Protocols are usually a committee job — they need multi-party consensus, large bodies of real-world input, exhaustive edge case analysis. But the idea showed up. So I tried. Working alone means decisions move fast. It also means no external pressure forces you to think every corner through. My response has been the same as in smart card days: docs before code. White paper, protocol spec, design notes, implementation notes — these took more time than the code itself. Because writing is the best thinking tool I have. If I can't write it clearly, I don't actually understand it. If I don't understand it, the code will collapse eventually.

ASys is an exploratory project. It's not a replacement for SSH, not a competitor to Ansible. The gap it's trying to fill: when an Agent needs to manipulate a system at high frequency, low latency, and with full auditability — while staying reachable in extreme conditions — there's currently no purpose-built standard for that.

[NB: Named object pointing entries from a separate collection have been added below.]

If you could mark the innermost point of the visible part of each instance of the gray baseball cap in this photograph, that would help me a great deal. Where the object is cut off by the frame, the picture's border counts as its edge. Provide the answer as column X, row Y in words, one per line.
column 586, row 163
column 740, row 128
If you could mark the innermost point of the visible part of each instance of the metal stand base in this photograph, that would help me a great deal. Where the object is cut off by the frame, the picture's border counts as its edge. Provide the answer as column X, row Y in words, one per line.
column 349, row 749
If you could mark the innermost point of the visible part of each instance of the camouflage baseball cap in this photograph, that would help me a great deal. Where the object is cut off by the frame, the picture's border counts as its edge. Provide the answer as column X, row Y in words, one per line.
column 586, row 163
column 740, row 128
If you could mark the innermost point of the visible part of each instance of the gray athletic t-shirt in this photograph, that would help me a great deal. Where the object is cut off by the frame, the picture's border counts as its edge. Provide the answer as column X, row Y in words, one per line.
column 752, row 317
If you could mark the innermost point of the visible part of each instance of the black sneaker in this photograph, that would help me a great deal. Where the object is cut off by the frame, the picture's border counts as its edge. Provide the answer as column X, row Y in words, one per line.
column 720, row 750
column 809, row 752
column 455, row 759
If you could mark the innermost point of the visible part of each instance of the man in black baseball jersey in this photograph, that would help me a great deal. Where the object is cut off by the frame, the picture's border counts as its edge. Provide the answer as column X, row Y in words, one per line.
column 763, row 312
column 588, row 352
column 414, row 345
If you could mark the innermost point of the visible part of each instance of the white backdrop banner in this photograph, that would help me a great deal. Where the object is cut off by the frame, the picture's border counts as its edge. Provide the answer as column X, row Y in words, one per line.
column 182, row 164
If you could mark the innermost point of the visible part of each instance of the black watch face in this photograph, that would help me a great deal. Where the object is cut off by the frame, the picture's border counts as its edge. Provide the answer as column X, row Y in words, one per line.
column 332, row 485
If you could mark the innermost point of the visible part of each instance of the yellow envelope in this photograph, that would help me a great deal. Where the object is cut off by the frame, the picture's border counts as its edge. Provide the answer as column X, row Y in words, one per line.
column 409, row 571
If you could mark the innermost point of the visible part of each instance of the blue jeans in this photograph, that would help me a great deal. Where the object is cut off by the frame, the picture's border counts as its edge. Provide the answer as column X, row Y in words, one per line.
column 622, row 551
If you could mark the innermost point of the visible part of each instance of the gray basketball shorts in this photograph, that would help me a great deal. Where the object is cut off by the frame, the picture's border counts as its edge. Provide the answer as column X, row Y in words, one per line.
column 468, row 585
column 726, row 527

Wrapping an LLM around SSH and calling it AI ops doesn't solve the underlying problem.

Whether that's worth solving is for others to judge. But I think as Agents move further into production systems, the question "what should the interface between an Agent and a system actually look like?" deserves serious attention.

If ASys starts that conversation, that's enough.

One last note: ASys listens on port 7816 by default. A deliberate tribute to ISO/IEC 7816 — the standard number for smart card communication protocols. Every time I see that number, I'm back in front of a stack of specs from a decade ago: 7816, 14443, EMV, PBOC, UICC, RSA. The years I spent with my face in those pages.